A central lesson of the Covid-19 pandemic for environmentalism is that it needs get more serious about risk. The pandemic has proven a classic example of a systemic shock: a health crisis graduated into a financial crisis, an economic crisis, a social crisis, a political crisis and so on. Last year, worsening environmental shocks met the cascading consequences of the pandemic. The stable natural conditions in which our globalised world developed is now ending and a new era of systemic risk is emerging.
It is right – for scientific, humanitarian and communications reasons – to focus on direct, localised impacts of the environmental crisis: those eye-grabbing shocks, like extreme weather, that visit physical destruction on a particular place. The village of Lytton in Canada became the latest evocative illustration of the worsening crisis after it was devastated by wildfires as temperatures shattered records.
The knock on effects of a crisis can be more serious
But, often, the far more severe consequences of the environmental crisis are the complex knock on effects, which can be missed as media attention turns to the next immediate crisis. In Canada’s case, the forests lost to summer wildfires made landscapes vulnerable to this winter’s flooding, which destroyed roads and railways. This disrupted freight movements to major ports, worsening the significant trade problems resulting from the pandemic.
This is systemic risk. The effect of environmental shocks in one place ripple out through interconnected economic and social systems, exacerbating other problems.
By the 2030s, more than 400 million people a year could be exposed to temperatures that make it almost impossible to work, as the average global rise edges above 1.5oC. The consequences of this for economies, health, social cohesion, migration and the risk of conflict would be incalculable.
By 2040, the probability that crops in four major food growing regions will lose more than ten per cent of their harvest could increase to around 50 per cent (it’s currently around zero). The cascading consequences of such a shock could be far greater than the immediate effects. As one Chatham House paper concluded, such impacts “can be expected to cause higher mortality rates, drive political instability and greater national insecurity, and fuel regional and international conflict.”
Temperature rises will have major socioeconomic impacts
This means we should give far more weight to the cascading effects of temperature rises on societies. It’s easy to get lost in the quantitative simplicity of headline temperature rises and projections of how many people will be in heat stress by a given date. But that can underplay the full risks we face. An analysis of the cascading effects on social and economic systems can change our model of what temperature rises, biodiversity loss and nitrogen cycle destabilisation mean.
Such an analysis underlines the need to stay below 1.5oC and reduce the destruction of nature fast by rapidly transforming societies and economies.
But the world still isn’t taking emergency action. This means that recent reports on the systemic risks of the environmental crisis could be losing their value as warnings of what can be definitively avoided. Instead, it might be prudent to read them as increasingly accurate descriptions of the state of the world in which the next stage of the fight to avoid catastrophic environmental change is fought.

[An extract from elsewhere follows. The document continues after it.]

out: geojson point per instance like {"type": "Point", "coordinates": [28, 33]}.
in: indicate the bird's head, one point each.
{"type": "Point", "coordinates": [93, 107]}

Just as the pandemic changed the political and economic context for environmentalism, the worsening effects of the environmental crisis will do so for society and the economy in widespread, rapid and unexpected ways.
Recognising risk doesn’t guarantee the right response
What will be the impacts on the net zero agenda? How will these conditions affect the struggle for a green new deal? What political forces will be unleashed by this destabilisation, and who will benefit electorally? These questions should increasingly become part of medium term planning for those working on the environmental agenda, who are well positioned to act as a conduit between the science and those with expertise in how societies could respond to worsening shocks. The parlous response of the UK and USA to the pandemic – countries that topped rankings of pre-pandemic preparedness – shows that just recognising the existence of a risk doesn’t guarantee an effective response.
Better anticipation of, and being prepared for, a future of growing systemic risk is particularly important for younger generations. It is they who will become leaders in the 2040s and 2050s when these risks increase significantly. And it is they who must be capable of realising sustainable, equitable and resilient societies under these conditions.